Tetaplah bersyukur dalam keadaan Sehat ataupun Sakit

Bismillaahirrahmaanirrahiim
Sehat adalah kondisi yang didambakan oleh setiap orang, tak peduli ia seorang muslim atau non muslim. Manusia, tak terkecuali dari kalangan mana pun pasti tahu ia sedang diberi kesehatan atau sebaliknya, tengah dilanda kesakitan.
Dalam kamus kehidupan, sehat dan sakit adalah dua hal yang berpasangan seperti berpasangannya pria dan wanita, atau kaya dengan miskin. Sehat dan sakit menjadi sahabat setia yang menemani manusia sejak terlahir sebagai bayi hingga masa aktif hidupnya berhenti.
Bukan rahasia lagi kalau mayoritas manusia menginginkan sehat daripada sakit, seolah-olah sakit menjadi musuh yang wajib dihindari keberadaannya, dan sehat adalah sahabat sejati yang harus selalu ada.
Sebagai mahluk yang diciptakan Allah yang menemani perjalanan hidup manusia, sehat dan sakit adalah dua kondisi yang jelas berbeda, dan tentu saja keduanya harus disikapi dengan perlakukan dan sikap yang tidak sama.
Rasulullah mengajarkan untuk banyak bersyukur ketika Allah memberikan kesehatan dan menyiasati dengan kesabaran ketika rasa sakit tengah mendera kehidupan. Secara umum memang seperti itu adanya, tidak ada yang merasa keberatan jika pada saat diberi kesehatan, sikap yang ditampakkan adalah rasa syukur penuh ketulusan, namun apakah sikap bersyukur dan bersabar mampu dilakukan ketika rasa sakit diberikan?
Tentu saja tidak semua orang bisa melantunkan rasa syukur dan meningkatkan kesabaran yang tinggi ketika diberi rasa sakit. Padahal kita semua tahu bahwa "khoirihi wa syarrihi minallah" semua yang baik dan yang buruk itu hakikatnya dari Allah.
Selain kesalahan yang melekat, pada diri manusia juga tumbuh kebiasaan yang tidak baik namun realitasnya ada yaitu sifat ketergesaan. Ketika diberi kesehatan seringkali manusia lupa bahwa anugrah itu harus dipelihara agar tetap terjaga, namun seringkali lupa memporakporandakan seluruh bangunan kesabaran untuk memelihara kesehatan hingga akhirnya jatuh ditimpa rasa sakit. Dan ketika rasa sakit itu mendera, barulah kesadaran akan betapa mahalnya harga sebuah kesehatan tumbuh dalam dirinya, sehingga berapa pun waktu yang dibutuhkan serta biaya yang harus dikorbankan akan diperjuangkan untuk menebus rasa sakit dengan kesehatan yang nota bene seringkali disia-siakan ketika anugrah kesehatan diberikan.
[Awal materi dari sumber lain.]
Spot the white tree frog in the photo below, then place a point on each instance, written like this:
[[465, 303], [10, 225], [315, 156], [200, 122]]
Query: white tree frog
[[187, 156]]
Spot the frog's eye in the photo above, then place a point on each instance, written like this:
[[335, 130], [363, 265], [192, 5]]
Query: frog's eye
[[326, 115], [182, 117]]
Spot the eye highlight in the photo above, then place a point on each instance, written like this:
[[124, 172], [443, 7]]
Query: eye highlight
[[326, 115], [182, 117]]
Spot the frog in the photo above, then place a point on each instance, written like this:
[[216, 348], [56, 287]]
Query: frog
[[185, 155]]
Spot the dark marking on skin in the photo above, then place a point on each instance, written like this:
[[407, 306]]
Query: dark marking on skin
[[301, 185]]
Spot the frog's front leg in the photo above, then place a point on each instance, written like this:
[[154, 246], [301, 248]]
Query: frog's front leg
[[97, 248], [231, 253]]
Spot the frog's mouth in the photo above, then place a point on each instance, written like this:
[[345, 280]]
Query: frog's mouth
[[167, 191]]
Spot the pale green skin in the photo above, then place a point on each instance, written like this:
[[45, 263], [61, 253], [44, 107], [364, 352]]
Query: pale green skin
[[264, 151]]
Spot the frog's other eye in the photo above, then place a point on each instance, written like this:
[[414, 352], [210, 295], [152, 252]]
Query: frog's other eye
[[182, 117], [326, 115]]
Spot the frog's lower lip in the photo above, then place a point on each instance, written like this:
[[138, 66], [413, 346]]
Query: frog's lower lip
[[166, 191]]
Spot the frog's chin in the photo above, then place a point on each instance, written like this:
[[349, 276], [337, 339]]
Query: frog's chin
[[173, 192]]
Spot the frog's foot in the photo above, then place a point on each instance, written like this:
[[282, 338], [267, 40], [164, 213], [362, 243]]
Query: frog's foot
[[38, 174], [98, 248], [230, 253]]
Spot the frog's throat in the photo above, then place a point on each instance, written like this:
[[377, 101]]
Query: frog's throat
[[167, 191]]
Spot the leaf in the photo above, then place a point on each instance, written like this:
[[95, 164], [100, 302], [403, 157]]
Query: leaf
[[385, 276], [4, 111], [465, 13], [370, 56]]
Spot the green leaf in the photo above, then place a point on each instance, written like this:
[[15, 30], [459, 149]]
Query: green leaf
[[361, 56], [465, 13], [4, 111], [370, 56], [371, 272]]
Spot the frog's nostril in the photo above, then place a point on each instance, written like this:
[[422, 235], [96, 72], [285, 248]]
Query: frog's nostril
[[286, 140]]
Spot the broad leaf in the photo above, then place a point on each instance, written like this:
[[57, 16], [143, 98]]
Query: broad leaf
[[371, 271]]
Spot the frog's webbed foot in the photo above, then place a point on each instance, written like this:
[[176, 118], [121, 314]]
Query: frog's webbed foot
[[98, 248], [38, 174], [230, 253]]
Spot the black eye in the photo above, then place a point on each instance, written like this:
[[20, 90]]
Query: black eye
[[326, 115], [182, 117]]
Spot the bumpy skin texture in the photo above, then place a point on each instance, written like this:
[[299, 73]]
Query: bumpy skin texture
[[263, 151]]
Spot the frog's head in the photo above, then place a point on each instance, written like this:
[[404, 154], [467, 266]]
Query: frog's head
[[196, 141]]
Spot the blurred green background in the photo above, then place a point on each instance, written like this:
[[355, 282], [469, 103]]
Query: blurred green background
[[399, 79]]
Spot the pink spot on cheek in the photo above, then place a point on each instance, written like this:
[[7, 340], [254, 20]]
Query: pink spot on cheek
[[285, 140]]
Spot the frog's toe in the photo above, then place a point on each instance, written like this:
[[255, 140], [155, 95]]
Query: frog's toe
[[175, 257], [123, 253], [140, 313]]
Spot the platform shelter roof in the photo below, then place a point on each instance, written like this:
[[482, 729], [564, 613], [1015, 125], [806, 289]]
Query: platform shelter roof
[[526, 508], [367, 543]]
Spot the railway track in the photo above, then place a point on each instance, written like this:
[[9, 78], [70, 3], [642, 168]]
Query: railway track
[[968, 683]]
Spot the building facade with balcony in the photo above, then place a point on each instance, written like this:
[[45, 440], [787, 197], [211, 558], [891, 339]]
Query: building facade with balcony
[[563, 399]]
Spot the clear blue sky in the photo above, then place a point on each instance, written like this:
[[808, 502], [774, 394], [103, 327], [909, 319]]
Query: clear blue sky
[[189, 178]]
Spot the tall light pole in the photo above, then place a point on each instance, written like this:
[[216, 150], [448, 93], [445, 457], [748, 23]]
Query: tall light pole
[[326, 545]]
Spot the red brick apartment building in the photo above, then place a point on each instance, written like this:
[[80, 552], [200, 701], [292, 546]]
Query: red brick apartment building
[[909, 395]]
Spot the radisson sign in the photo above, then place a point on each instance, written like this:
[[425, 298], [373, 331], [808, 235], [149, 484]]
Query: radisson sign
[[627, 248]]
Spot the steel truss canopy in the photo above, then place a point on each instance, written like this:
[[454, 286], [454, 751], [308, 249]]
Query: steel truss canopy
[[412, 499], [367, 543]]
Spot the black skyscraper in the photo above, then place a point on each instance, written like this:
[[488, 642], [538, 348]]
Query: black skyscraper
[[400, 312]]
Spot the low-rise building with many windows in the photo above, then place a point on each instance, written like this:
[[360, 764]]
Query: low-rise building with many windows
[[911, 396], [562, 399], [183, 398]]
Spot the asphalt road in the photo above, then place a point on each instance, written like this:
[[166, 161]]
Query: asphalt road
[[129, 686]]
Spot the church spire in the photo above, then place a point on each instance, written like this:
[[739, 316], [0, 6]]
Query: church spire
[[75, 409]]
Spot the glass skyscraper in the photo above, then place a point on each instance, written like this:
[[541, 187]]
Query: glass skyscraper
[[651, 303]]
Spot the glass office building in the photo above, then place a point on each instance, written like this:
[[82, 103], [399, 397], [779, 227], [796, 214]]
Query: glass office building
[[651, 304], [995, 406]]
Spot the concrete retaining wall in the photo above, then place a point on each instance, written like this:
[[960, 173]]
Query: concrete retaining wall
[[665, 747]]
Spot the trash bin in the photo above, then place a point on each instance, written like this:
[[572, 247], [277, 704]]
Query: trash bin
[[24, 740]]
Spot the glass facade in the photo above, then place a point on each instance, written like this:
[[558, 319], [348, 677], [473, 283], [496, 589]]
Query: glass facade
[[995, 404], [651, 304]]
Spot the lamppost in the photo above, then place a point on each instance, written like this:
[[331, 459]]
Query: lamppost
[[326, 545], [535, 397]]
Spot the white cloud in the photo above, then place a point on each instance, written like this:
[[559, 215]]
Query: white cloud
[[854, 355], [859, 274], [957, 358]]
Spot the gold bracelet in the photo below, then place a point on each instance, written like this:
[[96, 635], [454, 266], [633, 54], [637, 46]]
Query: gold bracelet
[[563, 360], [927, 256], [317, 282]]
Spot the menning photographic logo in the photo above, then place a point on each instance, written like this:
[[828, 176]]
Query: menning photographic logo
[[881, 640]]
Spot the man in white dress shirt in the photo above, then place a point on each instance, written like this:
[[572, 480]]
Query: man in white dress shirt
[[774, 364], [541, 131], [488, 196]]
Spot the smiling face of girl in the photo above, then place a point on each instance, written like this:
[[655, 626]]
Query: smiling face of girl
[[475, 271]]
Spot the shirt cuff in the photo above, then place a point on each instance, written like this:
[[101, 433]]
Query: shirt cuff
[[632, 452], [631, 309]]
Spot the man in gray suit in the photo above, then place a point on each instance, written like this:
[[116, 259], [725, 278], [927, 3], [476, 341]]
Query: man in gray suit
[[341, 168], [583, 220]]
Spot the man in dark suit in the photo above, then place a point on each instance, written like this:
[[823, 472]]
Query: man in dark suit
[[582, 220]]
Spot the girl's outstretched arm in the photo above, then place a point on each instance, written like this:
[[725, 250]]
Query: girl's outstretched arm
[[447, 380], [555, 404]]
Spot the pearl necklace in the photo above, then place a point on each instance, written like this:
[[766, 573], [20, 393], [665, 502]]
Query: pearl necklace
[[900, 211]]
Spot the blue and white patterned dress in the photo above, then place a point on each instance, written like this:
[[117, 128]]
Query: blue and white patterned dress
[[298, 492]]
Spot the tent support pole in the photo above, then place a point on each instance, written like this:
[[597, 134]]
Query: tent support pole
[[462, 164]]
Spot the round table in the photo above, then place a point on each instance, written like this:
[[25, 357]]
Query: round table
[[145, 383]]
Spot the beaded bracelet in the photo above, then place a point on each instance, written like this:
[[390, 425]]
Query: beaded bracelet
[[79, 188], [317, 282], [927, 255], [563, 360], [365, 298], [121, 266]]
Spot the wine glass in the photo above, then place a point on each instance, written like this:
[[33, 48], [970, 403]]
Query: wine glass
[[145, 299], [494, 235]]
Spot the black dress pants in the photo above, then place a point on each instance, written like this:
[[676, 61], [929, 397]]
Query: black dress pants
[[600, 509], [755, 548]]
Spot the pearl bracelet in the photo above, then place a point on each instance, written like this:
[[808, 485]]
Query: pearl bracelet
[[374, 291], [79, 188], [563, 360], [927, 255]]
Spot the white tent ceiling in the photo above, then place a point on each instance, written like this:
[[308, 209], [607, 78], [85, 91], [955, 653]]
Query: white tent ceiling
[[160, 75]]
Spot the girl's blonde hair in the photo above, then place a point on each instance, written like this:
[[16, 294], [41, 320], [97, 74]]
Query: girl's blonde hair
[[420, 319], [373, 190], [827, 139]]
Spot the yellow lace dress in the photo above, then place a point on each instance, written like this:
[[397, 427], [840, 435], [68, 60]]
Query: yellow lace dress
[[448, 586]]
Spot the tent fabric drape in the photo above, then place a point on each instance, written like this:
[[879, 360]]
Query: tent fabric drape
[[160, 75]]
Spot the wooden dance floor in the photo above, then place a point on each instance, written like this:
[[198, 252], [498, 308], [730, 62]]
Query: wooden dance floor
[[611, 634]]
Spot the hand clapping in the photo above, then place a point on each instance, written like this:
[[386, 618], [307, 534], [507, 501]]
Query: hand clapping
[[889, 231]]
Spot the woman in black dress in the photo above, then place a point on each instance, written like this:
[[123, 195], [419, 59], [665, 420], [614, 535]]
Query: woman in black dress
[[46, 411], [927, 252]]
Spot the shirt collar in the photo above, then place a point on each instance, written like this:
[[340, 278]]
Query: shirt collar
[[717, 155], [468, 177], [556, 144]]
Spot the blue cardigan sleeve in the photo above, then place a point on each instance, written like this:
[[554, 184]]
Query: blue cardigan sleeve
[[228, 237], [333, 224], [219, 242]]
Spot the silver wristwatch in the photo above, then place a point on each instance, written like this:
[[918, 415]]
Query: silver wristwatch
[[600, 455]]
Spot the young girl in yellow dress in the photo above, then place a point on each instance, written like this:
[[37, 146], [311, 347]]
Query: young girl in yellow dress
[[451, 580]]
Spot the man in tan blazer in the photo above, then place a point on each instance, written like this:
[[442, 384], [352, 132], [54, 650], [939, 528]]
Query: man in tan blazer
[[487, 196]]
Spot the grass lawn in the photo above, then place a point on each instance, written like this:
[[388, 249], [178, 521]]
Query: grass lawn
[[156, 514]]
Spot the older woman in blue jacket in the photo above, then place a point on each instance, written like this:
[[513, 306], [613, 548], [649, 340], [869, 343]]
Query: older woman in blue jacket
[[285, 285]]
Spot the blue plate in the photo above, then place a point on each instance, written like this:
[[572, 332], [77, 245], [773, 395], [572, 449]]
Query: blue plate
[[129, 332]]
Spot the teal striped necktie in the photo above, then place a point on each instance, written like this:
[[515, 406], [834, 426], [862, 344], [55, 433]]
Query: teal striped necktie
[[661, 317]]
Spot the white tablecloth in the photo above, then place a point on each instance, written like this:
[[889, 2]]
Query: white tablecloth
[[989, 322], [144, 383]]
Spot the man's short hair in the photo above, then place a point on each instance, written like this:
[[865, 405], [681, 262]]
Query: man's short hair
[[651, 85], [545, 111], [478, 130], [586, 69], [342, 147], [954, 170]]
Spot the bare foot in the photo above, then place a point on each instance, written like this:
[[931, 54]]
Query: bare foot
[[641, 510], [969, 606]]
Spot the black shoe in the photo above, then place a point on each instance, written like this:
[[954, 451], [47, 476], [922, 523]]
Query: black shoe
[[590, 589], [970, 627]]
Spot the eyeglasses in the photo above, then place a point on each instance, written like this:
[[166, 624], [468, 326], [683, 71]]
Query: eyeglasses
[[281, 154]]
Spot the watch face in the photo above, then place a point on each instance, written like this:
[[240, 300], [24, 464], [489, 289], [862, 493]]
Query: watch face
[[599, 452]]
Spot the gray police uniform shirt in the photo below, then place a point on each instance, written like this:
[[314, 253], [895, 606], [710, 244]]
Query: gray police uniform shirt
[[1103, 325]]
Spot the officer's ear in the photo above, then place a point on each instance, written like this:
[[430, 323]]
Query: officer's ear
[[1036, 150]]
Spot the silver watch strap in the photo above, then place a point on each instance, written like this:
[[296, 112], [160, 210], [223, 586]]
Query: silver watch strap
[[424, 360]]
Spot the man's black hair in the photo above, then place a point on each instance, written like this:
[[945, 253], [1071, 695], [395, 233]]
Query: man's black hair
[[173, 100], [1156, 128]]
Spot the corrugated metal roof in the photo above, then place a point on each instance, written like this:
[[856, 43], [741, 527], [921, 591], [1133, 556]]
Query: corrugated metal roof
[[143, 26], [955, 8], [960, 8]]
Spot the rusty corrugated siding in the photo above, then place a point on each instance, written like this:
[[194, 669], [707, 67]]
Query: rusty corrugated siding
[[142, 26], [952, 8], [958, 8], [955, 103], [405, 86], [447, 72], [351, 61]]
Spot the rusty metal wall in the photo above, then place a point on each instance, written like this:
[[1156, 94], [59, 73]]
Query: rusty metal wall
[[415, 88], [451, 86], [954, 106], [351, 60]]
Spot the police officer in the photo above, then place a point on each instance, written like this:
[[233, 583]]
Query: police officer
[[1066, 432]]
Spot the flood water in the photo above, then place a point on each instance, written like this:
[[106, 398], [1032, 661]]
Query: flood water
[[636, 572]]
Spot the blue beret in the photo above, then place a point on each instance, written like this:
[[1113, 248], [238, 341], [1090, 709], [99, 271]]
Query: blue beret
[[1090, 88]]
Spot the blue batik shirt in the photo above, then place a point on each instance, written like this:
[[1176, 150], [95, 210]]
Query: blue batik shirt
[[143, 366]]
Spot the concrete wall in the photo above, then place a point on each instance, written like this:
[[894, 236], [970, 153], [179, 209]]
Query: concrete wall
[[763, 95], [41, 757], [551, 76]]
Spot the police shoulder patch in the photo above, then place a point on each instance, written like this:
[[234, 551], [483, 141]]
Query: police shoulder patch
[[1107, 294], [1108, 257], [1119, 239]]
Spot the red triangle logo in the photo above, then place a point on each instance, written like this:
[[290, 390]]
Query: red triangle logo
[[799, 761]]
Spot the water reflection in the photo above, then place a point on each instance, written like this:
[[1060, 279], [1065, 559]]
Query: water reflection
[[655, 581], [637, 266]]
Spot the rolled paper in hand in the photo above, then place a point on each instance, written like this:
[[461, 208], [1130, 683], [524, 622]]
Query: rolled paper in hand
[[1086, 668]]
Untuk siapa pun yang tak ingin dilanda rasa sakit, namun sedang diberi "anugrah yang dibenci dan tidak disukai" yaitu rasa sakit, apakah itu berupa sakit fisik, atau sakit non fisik seperti sakit hati, dikecewakan suami atau istri, disakiti tetangga, dibenci orang, belum mendapat pekerjaan, terkena musibah, ditolak gebetan, belum mendapat pasangan hidup, dan apa saja yang membuat fisik lahir dan fisik ruhani menjadi menderita, hendaknyalah mencoba mengkondisikan hati agar "pemberian yang tidak diinginkan" itu diterima dengan ketulusan, sebab jika langsung diberikan penolakan, rasa sakit itu akan bertambah dan meningkat seolah diberi jalan. Bangunlah rasa sakit itu menjadi sebuah kebangkitan dan kepercayaan akan sebuah keberhasilan.
Andai kita tahu bahwa sehat dan sakit itu terlahir dari sisi Rahman Rahim Allah yang teramat dalam, tentu kita akan bersyukur sekaligus bersabar dan bersikap tulus dengan menerima semuanya sebagai pemberian dan anugerah untuk meningkatkan kedewasaan sebagai seorang mu'min yang kaaffah, seorang mu'min yang totalitas menerima segala apa pun pemberian Allah dengan lapang dada.
Dan jangan lupa dengan sejarah, ketika bangsa Jepang dilanda rasa sakit yang luar biasa saat Nagasaki dan Hiroshima diluluhlantakkan oleh bom atom, sehingga dari rasa sakit itu muncul keteguhan, kesabaran, kemauan tinggi, kesanggupan dan keyakinan akan kebangkitan dari rasa sakit yang tak dapat mudah begitu saja dilupakan.